Deford is far from the paper's only celebrity writer: by dangling salaries reportedly ranging up to $250,000, the National has gathered a 130-member editorial staff that includes columnists Mike Lupica from the New York Daily News and Dave Kindred from the Atlanta Journal-Constitution, as well as editors from the Boston Globe and Fort Worth Star-Telegram. Boasts Deford: "We will offer the finest collection of writers ever assembled at one daily."
Despite the literary aspirations of those big names, the trend in sports coverage almost everywhere is away from elegant prose and toward number crunching: in sports, there is a statistic for practically everything. The message has not been lost on the National. Says columnist Kindred: "We hope to have pretty writing. We also hope to have every ugly box score you have ever seen." The paper will offer localized editions wherever it is sold -- for starters in New York City, Chicago and Los Angeles.
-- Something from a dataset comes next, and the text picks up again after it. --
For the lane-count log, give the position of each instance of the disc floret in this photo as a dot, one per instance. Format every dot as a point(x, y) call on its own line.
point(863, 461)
After a gradual five-year expansion, seemingly modeled on that of USA Today, it plans to publish a separate edition in every city with a major league franchise for baseball, basketball, football or hockey.
While sports dailies thrive in other nations, including France and Italy, they tend to stress facts and figures rather than slick writing. The National, on the other hand, presents itself as a literate journal aiming at young, well-off college graduates, presumably male. Some 1,200 pages of ads have been sold for the first year, 20% above initial projections, thanks in large part to Deford's credibility, which he has exploited by pitching to potential advertisers in person. Says Drew Marcus, an analyst at Kidder Peabody: "The paper is going after a very narrow niche, but one with a possibility of success."
The National is financed by Mexican media tycoon Emilio Azcarraga Milmo, who dominates his country's TV production. He also counts a pro soccer team among an estimated $1 billion in holdings. The new daily's publisher, Peter Price, erstwhile publisher of the New York Post, says the start-up cost $25 million and predicts losses of only $100 million more during the expansion. Price says the paper should break even, at a circulation of 750,000 a day, within two years. USA Today president Tom Curley is skeptical. Says he: "$100 million doesn't square with our experience."
The paper's fate depends on two unpredictable factors. One is whether early issues are lively and error-free; hard-core fans are notoriously unforgiving. The other is whether enough people really want all that coverage every day from all those fancy columnists and feature writers. Onlookers offer scenarios aplenty but admit that the National is hard to assess because it is unprecedented -- one might say, a whole new ball game.